Disto provém em grande parte a importância que a
ascese cristã atribui à prática regular da confissão. À parte o
fato de que a confissão seja um sacramento e, por este motivo,
conferir efetivamente a graça e o perdão dos pecados a quem a
recebe dignamente, um de seus principais efeitos, que se
verificaria em boa medida também na hipótese de que não se
tratasse de um Sacramento, consiste precisamente na queda na
realidade experimentada de modo quase imediato por todos aqueles
que se aproximam regular e corretamente da mesma. Neste sentido,
a confissão não é uma terapia para sentimentos de culpa, mas um
processo de elevação da consciência. A pessoa que se confessa
deve declarar todos os pecados graves cometidos, tenha ou não em
relação a eles sentimentos de culpa que o angustiem, e a
gravidade destes pecados deve ser avaliada pelo penitente não
segundo a impressão subjetiva que eles lhe causam, mas pelos
critérios da moral cristã que são em si mesmos objetivos e
independentes da pessoa do penitente, embora levem em conta suas
circunstâncias pessoais. Ademais, a confissão só poderá ser
válida se o penitente puder sinceramente declarar-se arrependido
de todos os pecados cometidos de que se acusa; se os declarar a
todos, sem exagerá-los nem diminuí-los, objetivamente em número e
espécie, e de viva voz ao sacerdote que ouve a confissão; e se
puder fazer o propósito de não voltar a cometê-los. Assim, na
medida em que a confissão implica em um crescimento da tomada de
consciência da realidade, ela está estreitamente relacionada com
o desenvolvimento da virtude, da qual se torna um fortíssimo
motor, e a qual supõe sempre uma elevação da consciência moral.

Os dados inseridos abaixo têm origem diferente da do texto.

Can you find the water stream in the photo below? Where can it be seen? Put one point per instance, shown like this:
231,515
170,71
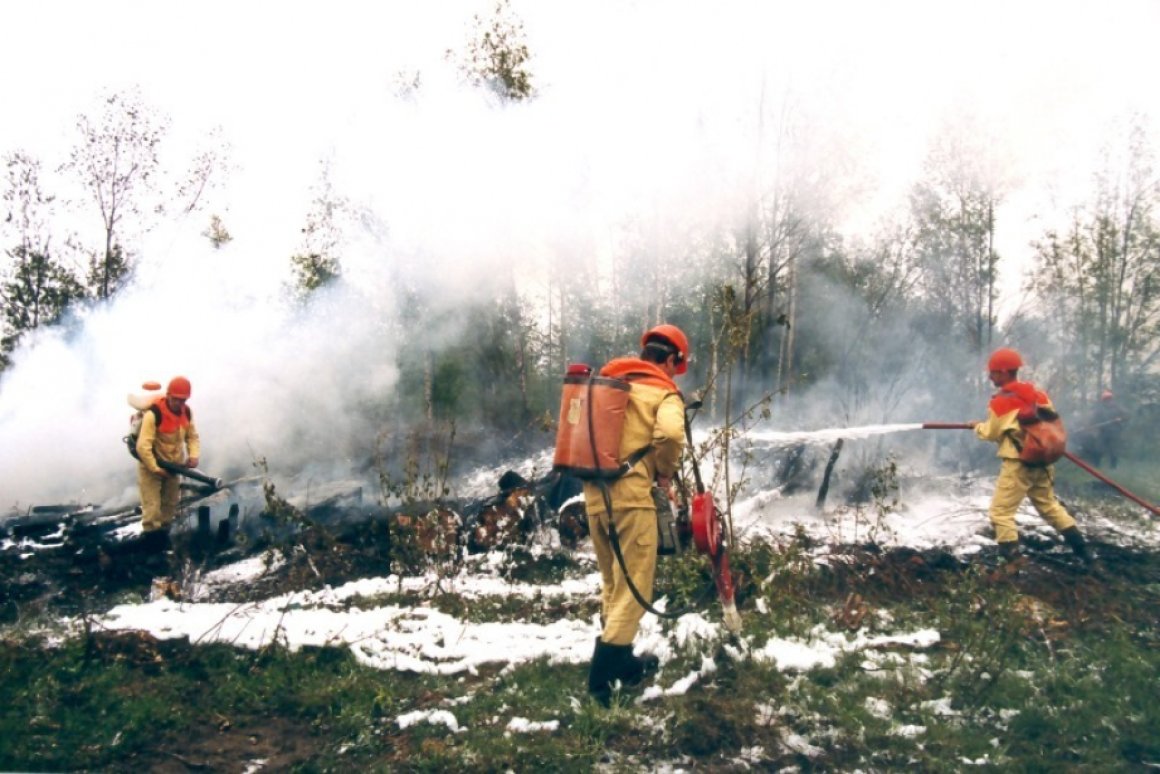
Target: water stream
826,435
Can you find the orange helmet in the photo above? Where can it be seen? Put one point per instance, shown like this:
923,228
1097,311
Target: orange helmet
179,388
1005,360
673,335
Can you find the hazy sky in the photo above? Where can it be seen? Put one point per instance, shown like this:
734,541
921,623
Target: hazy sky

Na medida em que, como Sacramento, a confissão confere a graça,
ela está também intimamente relacionada com a vida das virtudes,
pois no homem uma prática integral das mesmas é impossível sem o
auxílio da graça.
Mesmo assim, porém, anteriormente ao benefício que a
confissão pode trazer ao homem sob o aspecto da elevação do grau
de consciência da realidade, benefício que a prática das virtudes
também realiza e com a qual a confissão está relacionada,
anteriormente a tudo isto está situada a virtude da humildade,
que é, conforme vimos, a primeira raíz de todas as demais
virtudes. Sem ela não há aprendizado possível, nem virtude
possível, pela mesma razão pela qual para uma gravidez seguir
adiante é preciso primeiro haver a fecundação.